Hanrui / sglang /docs /developer_guide /development_jit_kernel_guide.md

Add files using upload-large-folder tool

6268841 verified 24 days ago

8.56 kB

	# Development Guide for JIT Kernels

	## Environment Setup

	We strongly recommend using `clangd` as the language server for JIT kernel development.
	For Ubuntu/Debian, you can download clangd from [apt.llvm.org](https://apt.llvm.org/).
	If you are using VS Code, we recommend installing the `clangd` extension for better IDE integration.

	All JIT-related files are located in `python/sglang/jit_kernel`.
	Unlike `sgl-kernel`, which compiles CUDA/C++ binaries ahead of time (AOT), just-in-time (JIT) kernels are compiled at runtime.
	Consequently, a static `compile_commands.json` cannot be generated.
	To enable code completion with `clangd`, run `python -m sglang.jit_kernel` to generate a `.clangd` configuration file in your current directory.
	After generating the file, restart the clangd language server.
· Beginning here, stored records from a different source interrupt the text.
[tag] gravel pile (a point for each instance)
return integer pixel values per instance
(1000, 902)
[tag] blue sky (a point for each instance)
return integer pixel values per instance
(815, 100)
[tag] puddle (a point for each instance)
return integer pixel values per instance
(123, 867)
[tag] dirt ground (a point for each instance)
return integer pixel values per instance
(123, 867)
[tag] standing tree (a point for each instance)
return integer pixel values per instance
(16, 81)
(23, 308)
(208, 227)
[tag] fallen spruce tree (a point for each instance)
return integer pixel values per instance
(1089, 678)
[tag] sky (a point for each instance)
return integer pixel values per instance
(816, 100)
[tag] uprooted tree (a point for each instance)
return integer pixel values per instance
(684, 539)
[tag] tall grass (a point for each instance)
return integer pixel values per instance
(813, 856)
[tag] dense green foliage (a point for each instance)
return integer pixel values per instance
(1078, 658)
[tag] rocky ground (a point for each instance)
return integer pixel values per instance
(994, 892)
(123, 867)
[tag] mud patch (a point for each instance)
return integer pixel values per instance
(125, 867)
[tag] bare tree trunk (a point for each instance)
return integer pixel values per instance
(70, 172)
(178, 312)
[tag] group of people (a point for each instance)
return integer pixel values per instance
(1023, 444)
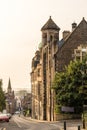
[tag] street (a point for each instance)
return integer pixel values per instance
(20, 123)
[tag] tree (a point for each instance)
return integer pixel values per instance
(70, 86)
(2, 97)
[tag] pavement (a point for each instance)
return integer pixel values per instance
(70, 124)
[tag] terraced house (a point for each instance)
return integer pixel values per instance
(53, 54)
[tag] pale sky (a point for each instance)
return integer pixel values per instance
(20, 25)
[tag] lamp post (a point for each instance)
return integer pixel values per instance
(83, 69)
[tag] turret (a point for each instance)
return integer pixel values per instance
(50, 32)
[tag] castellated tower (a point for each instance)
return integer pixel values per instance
(50, 39)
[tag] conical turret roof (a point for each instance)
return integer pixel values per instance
(50, 24)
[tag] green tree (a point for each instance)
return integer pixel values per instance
(2, 97)
(70, 86)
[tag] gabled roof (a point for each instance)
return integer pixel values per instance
(50, 24)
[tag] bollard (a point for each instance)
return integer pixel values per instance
(64, 125)
(78, 127)
(83, 123)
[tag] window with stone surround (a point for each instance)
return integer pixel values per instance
(80, 52)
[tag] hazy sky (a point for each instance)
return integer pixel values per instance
(20, 24)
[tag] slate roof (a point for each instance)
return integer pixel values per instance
(50, 24)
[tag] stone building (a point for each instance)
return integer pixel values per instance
(52, 56)
(10, 99)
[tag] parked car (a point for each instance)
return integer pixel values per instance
(4, 117)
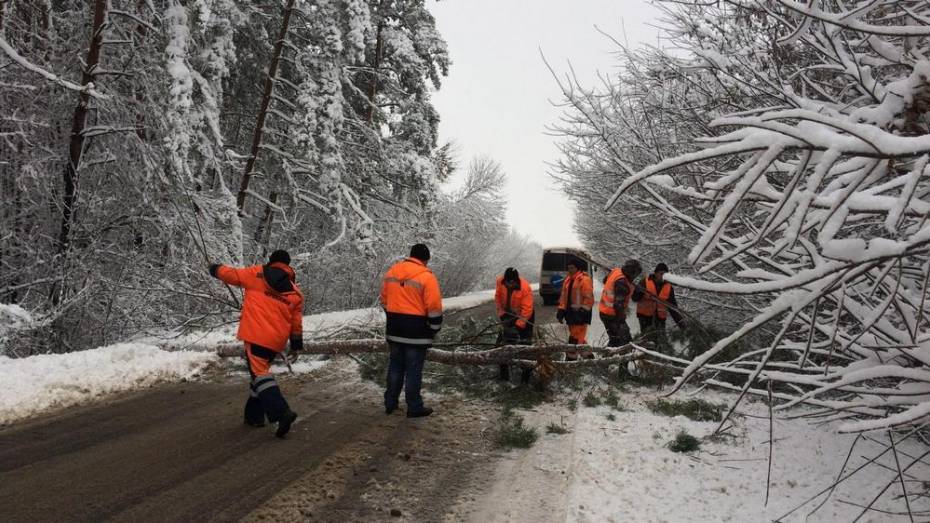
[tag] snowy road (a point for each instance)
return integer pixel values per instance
(178, 452)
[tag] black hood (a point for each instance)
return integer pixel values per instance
(278, 279)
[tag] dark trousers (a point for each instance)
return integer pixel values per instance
(652, 328)
(265, 398)
(405, 371)
(511, 335)
(618, 332)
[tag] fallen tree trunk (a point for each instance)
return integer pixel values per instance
(518, 354)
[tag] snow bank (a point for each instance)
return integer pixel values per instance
(622, 470)
(43, 382)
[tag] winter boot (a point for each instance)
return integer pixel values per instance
(254, 414)
(420, 413)
(504, 373)
(287, 419)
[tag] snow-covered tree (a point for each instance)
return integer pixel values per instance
(809, 189)
(140, 140)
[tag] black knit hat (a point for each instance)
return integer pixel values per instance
(580, 264)
(632, 268)
(420, 251)
(280, 256)
(511, 274)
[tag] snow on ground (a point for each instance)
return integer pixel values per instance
(40, 383)
(621, 469)
(47, 381)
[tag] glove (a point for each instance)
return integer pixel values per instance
(297, 344)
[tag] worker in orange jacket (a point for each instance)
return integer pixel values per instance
(575, 304)
(513, 297)
(272, 314)
(615, 300)
(656, 301)
(412, 300)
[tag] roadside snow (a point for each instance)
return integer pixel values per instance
(48, 381)
(13, 318)
(39, 383)
(620, 469)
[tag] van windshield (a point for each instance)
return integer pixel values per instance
(554, 261)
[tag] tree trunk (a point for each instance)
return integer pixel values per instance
(263, 231)
(263, 107)
(78, 123)
(519, 354)
(373, 89)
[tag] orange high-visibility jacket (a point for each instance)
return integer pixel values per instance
(618, 290)
(273, 307)
(517, 302)
(648, 306)
(577, 296)
(412, 300)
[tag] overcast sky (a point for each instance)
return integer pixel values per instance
(496, 99)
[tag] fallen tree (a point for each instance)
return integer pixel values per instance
(464, 354)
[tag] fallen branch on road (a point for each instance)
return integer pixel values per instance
(518, 354)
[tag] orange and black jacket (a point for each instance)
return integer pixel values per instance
(646, 295)
(514, 304)
(272, 311)
(411, 298)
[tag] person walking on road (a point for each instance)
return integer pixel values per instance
(514, 299)
(575, 304)
(615, 300)
(272, 314)
(412, 300)
(656, 301)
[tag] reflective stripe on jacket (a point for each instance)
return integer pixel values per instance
(520, 303)
(269, 316)
(649, 306)
(609, 305)
(412, 300)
It should now recognize all JIT kernel files.

	## Code Structure

	### C++ Implementation

	C++ source code is located in `python/sglang/jit_kernel/csrc`.
	Reusable functions should be placed in `python/sglang/jit_kernel/include`.

	We use [tvm-ffi](https://github.com/apache/tvm-ffi) for efficient foreign language bindings.
	Refer to the [documentation](https://tvm.apache.org/ffi/) for advanced usage, such as exporting C++ objects.
	Typically, `tvm::ffi::TensorView` is sufficient for passing PyTorch Tensors from Python.

	### Python Interface

	Python interfaces are defined in `python/sglang/jit_kernel`.
	The `load_jit` utility function in `python/sglang/jit_kernel/utils.py` loads and returns the compiled module.
	To export a C++ function (e.g., `cpp_func`), pass `cuda_wrappers=[("func", "cpp_func")]` to `load_jit`.
	The function can then be called in Python as `module.func`.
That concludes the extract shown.